Yeah, sure. So I'd offer maybe an example to help bring the point home. Louisiana Medicaid was the state office that switched to a 100% pharmacy reimbursement earlier in 2024. You know, we have worked through that. That's a brick and mortar state. So you're required to have brick and mortar pharmacy to distribute. And so we've stood that up. You know, we've got licensing in place. And we're active. We are actively selling and distributing to Louisiana State Medicaid, well, the MTS. And so, you know, that's, you know, one example of the infrastructure that we're continuing to stand up and refine.

speaker
Joanna Gojek

So are you saying that there's actually more that you need, or are you saying that you have, you know, the, I guess, infrastructure in place to service across the country that product through the pharmacy channel?

speaker
Jason

We expect to continue to grow our pharmacy business.

speaker
Joanna Gojek

All right.

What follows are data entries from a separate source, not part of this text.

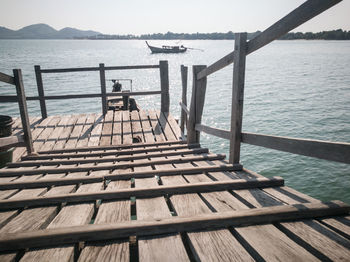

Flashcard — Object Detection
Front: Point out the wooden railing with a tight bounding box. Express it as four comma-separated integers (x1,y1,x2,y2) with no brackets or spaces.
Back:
183,0,350,163
0,69,34,154
0,61,170,118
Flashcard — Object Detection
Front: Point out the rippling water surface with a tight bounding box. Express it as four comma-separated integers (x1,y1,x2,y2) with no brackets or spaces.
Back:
0,40,350,203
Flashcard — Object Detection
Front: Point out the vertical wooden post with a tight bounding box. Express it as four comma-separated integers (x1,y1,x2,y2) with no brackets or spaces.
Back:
100,64,107,115
159,60,170,112
180,65,188,134
13,69,34,155
229,33,247,164
34,65,47,118
187,65,207,144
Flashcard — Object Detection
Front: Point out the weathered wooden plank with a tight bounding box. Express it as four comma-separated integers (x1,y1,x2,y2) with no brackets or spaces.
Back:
139,110,155,142
22,183,102,261
130,110,146,143
0,72,15,85
159,60,170,112
79,177,131,261
229,33,247,164
7,147,209,169
22,143,200,161
0,201,350,250
38,139,186,154
187,65,207,144
100,110,114,146
64,114,87,148
0,135,26,150
112,111,122,145
196,51,235,80
162,163,251,261
51,115,78,150
195,124,231,140
0,154,227,177
76,114,96,147
122,111,133,144
148,110,165,142
242,133,350,163
135,166,188,261
0,165,237,189
164,113,183,140
0,176,284,209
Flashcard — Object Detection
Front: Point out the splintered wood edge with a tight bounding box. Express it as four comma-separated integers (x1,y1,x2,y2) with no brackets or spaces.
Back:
0,201,350,251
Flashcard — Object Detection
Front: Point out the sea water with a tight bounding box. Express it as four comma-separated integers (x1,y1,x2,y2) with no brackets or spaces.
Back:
0,40,350,203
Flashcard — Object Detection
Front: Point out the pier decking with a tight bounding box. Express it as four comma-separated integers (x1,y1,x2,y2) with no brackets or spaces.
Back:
0,111,350,261
0,0,350,261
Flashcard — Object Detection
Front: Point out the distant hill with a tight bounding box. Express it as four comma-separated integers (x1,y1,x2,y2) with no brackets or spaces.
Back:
0,24,101,39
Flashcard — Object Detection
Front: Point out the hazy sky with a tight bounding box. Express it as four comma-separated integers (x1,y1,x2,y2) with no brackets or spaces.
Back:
0,0,350,34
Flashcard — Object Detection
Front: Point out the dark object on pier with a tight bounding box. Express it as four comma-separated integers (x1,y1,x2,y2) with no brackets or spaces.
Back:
146,41,187,54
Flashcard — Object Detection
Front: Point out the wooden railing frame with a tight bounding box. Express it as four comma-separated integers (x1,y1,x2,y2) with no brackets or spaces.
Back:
188,0,350,164
180,65,189,136
0,69,34,155
33,61,170,118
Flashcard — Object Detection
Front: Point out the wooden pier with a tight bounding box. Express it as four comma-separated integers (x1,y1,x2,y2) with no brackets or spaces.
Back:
0,0,350,261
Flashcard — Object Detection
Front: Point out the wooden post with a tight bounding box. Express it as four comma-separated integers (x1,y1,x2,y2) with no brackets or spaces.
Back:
229,33,247,164
13,69,34,155
159,60,170,112
180,65,188,134
100,64,107,115
34,65,47,118
187,65,207,144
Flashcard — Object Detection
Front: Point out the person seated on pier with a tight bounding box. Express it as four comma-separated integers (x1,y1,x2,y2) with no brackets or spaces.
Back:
112,80,122,92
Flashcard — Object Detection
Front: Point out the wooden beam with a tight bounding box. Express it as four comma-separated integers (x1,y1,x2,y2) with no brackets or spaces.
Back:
0,154,226,177
242,133,350,164
0,201,350,251
23,90,161,102
229,33,247,164
0,177,284,210
0,165,242,190
187,65,207,144
197,51,234,80
159,61,170,112
99,64,108,115
34,65,47,118
13,69,34,154
180,65,189,135
7,148,209,168
0,135,26,150
0,72,15,85
38,140,186,154
247,0,341,54
196,124,230,140
22,144,200,161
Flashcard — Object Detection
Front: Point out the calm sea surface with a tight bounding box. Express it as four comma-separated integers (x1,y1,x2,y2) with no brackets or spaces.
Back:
0,40,350,203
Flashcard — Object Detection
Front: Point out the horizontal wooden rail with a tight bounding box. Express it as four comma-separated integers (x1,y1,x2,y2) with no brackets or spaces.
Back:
195,124,230,140
0,201,350,251
7,148,209,168
179,101,190,115
37,140,187,154
0,135,26,151
242,133,350,164
40,65,159,73
0,164,242,190
197,51,235,80
0,154,226,177
22,144,200,161
247,0,341,54
0,72,15,85
0,177,284,210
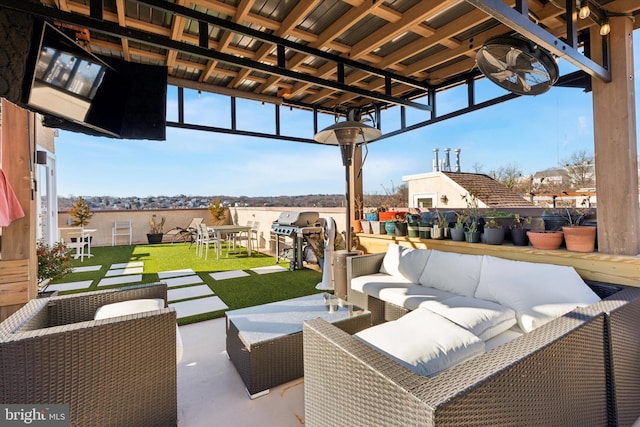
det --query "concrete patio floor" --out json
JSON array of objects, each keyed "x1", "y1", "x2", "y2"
[{"x1": 178, "y1": 318, "x2": 304, "y2": 427}]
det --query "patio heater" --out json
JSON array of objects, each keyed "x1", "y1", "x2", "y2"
[{"x1": 313, "y1": 110, "x2": 382, "y2": 297}]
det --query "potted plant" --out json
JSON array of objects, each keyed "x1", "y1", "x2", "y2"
[
  {"x1": 364, "y1": 208, "x2": 379, "y2": 221},
  {"x1": 451, "y1": 212, "x2": 467, "y2": 242},
  {"x1": 484, "y1": 218, "x2": 504, "y2": 245},
  {"x1": 69, "y1": 196, "x2": 93, "y2": 227},
  {"x1": 464, "y1": 218, "x2": 481, "y2": 243},
  {"x1": 406, "y1": 213, "x2": 420, "y2": 237},
  {"x1": 351, "y1": 197, "x2": 362, "y2": 233},
  {"x1": 387, "y1": 212, "x2": 408, "y2": 236},
  {"x1": 147, "y1": 214, "x2": 165, "y2": 244},
  {"x1": 511, "y1": 213, "x2": 531, "y2": 246},
  {"x1": 562, "y1": 203, "x2": 596, "y2": 252},
  {"x1": 207, "y1": 198, "x2": 227, "y2": 225},
  {"x1": 541, "y1": 209, "x2": 571, "y2": 231},
  {"x1": 431, "y1": 209, "x2": 446, "y2": 240},
  {"x1": 369, "y1": 207, "x2": 387, "y2": 234}
]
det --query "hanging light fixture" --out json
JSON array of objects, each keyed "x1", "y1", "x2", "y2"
[
  {"x1": 578, "y1": 0, "x2": 591, "y2": 19},
  {"x1": 313, "y1": 111, "x2": 382, "y2": 258}
]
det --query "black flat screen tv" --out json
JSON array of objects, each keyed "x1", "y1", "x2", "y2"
[{"x1": 26, "y1": 22, "x2": 129, "y2": 137}]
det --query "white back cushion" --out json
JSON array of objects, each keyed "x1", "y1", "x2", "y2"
[
  {"x1": 380, "y1": 243, "x2": 431, "y2": 283},
  {"x1": 476, "y1": 255, "x2": 600, "y2": 332},
  {"x1": 420, "y1": 296, "x2": 516, "y2": 341},
  {"x1": 355, "y1": 309, "x2": 484, "y2": 376},
  {"x1": 419, "y1": 249, "x2": 482, "y2": 297}
]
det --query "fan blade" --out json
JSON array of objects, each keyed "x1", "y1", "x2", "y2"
[
  {"x1": 491, "y1": 70, "x2": 513, "y2": 82},
  {"x1": 518, "y1": 68, "x2": 549, "y2": 79},
  {"x1": 482, "y1": 49, "x2": 507, "y2": 70},
  {"x1": 517, "y1": 74, "x2": 531, "y2": 92},
  {"x1": 507, "y1": 47, "x2": 522, "y2": 67}
]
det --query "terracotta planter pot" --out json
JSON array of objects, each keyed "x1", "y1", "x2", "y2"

Thank you so much for the questions.

speaker
Operator

And with no further questions, I'd like to turn the call back to our presenters for any additional or closing remarks.

speaker
Suzanne Foster

Thank you. I just once again want to reiterate our appreciation for the support of ADAPT Health. Hopefully you can see from today's call that we're moving quickly, but methodically, through improving the business and our performance. And we're excited about the future. Thank you all again for joining today. And this will conclude today's conference.

speaker
Operator

Thank you for your participation. And you may now disconnect.